LightFM is probably the only recommender package implementing the WARP (Weighted Approximate-Rank Pairwise) loss for implicit feedback learning-to-rank. Generally, it perfoms better than the more popular BPR (Bayesian Personalised Ranking) loss --- often by a large margin.
It was originally applied to image annotations in the Weston et al. WSABIE paper, but has been extended to apply to recommendation settings in the 2013 k-order statistic loss paper in the form of the k-OS WARP loss, also implemented in LightFM.
Like the BPR model, WARP deals with (user, positive item, negative item) triplets. Unlike BPR, the negative items in the triplet are not chosen by random sampling: they are chosen from among those negatie items which would violate the desired item ranking given the state of the model. This approximates a form of active learning where the model selects those triplets that it cannot currently rank correctly.
This procedure yields roughly the following algorithm:
While this is fairly hand-wavy, it should give the correct intuition. For more details, read the paper itself or a more in-depth blog post here. A similar approach for BPR is described in Rendle's 2014 WSDM 2014 paper.
Having covered the theory, the rest of this example looks at the practical implications of using WARP in LightFM.
Let's first get the data. We'll use the MovieLens 100K dataset.
In [6]:
import time
import numpy as np
%matplotlib inline
import matplotlib
import numpy as np
import matplotlib.pyplot as plt
from lightfm import LightFM
from lightfm.datasets import fetch_movielens
from lightfm.evaluation import auc_score
movielens = fetch_movielens()
train, test = movielens['train'], movielens['test']
In [7]:
alpha = 1e-05
epochs = 70
num_components = 32
warp_model = LightFM(no_components=num_components,
loss='warp',
learning_schedule='adagrad',
max_sampled=100,
user_alpha=alpha,
item_alpha=alpha)
bpr_model = LightFM(no_components=num_components,
loss='bpr',
learning_schedule='adagrad',
user_alpha=alpha,
item_alpha=alpha)
warp_duration = []
bpr_duration = []
warp_auc = []
bpr_auc = []
for epoch in range(epochs):
start = time.time()
warp_model.fit_partial(train, epochs=1)
warp_duration.append(time.time() - start)
warp_auc.append(auc_score(warp_model, test, train_interactions=train).mean())
for epoch in range(epochs):
start = time.time()
bpr_model.fit_partial(train, epochs=1)
bpr_duration.append(time.time() - start)
bpr_auc.append(auc_score(bpr_model, test, train_interactions=train).mean())
Plotting the results immediately reveals that WARP produces superior results: a smarter way of selecting negative examples leads to higher quality rankings.
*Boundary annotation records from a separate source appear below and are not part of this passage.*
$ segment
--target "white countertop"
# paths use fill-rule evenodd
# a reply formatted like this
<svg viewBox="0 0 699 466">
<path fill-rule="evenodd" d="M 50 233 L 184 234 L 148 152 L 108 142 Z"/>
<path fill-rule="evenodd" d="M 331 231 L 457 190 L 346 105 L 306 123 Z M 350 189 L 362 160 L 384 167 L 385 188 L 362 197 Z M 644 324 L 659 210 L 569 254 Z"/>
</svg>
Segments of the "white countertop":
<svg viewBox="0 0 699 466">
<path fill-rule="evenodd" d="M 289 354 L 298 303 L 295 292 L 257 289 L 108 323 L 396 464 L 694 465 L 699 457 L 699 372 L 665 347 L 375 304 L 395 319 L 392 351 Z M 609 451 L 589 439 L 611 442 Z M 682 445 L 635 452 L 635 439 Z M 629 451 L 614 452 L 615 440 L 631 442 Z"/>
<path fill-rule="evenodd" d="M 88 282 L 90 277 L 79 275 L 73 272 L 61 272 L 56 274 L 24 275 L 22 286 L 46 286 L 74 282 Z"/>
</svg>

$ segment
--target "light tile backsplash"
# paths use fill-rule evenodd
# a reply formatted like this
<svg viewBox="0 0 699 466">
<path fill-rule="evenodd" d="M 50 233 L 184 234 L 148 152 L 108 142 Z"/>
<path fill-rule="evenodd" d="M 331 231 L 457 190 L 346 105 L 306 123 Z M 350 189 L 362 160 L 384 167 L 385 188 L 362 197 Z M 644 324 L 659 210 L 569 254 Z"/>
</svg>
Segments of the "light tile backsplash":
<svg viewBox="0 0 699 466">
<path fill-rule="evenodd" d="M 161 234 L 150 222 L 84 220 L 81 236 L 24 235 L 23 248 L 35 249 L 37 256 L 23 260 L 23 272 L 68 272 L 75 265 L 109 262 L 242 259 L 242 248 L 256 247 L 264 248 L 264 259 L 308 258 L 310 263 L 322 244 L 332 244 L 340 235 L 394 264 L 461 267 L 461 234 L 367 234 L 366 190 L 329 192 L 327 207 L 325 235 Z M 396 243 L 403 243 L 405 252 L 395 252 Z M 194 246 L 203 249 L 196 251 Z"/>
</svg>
Test accuracy decreases after the first 10 epochs, suggesting WARP starts overfitting and would benefit from regularization or early stopping.
In [8]:
x = np.arange(epochs)
plt.plot(x, np.array(warp_auc))
plt.plot(x, np.array(bpr_auc))
plt.legend(['WARP AUC', 'BPR AUC'], loc='upper right')
plt.show()
In [9]:
x = np.arange(epochs)
plt.plot(x, np.array(warp_duration))
plt.plot(x, np.array(bpr_duration))
plt.legend(['WARP duration', 'BPR duration'], loc='upper right')
plt.show()
WARP is slower than BPR for all epochs. Interestingly, however, it gets slower with additional epochs; every subsequent epoch takes more time. This is because of WARP's adaptive samling of negatives: the closer the model fits the training data, the more times it needs to sample in order to find rank-violating examples, leading to longer fitting times.
For this reason, LightFM exposes the max_sampled
hyperparameter that limits the number of attemps WARP will carry out to find a negative. Setting it to a low value and repeating the run shows that the run time actually decreases with every epoch: this is because no updates happen when a violating example cannot be found in the specified number of attempts.
In [10]:
warp_model = LightFM(no_components=num_components,
max_sampled=3,
loss='warp',
learning_schedule='adagrad',
user_alpha=alpha,
item_alpha=alpha)
warp_duration = []
warp_auc = []
for epoch in range(epochs):
start = time.time()
warp_model.fit_partial(train, epochs=1)
warp_duration.append(time.time() - start)
warp_auc.append(auc_score(warp_model, test, train_interactions=train).mean())
x = np.arange(epochs)
plt.plot(x, np.array(warp_duration))
plt.legend(['WARP duration'], loc='upper right')
plt.title('Duration')
plt.show()
x = np.arange(epochs)
plt.plot(x, np.array(warp_auc))
plt.legend(['WARP AUC'], loc='upper right')
plt.title('AUC')
plt.show()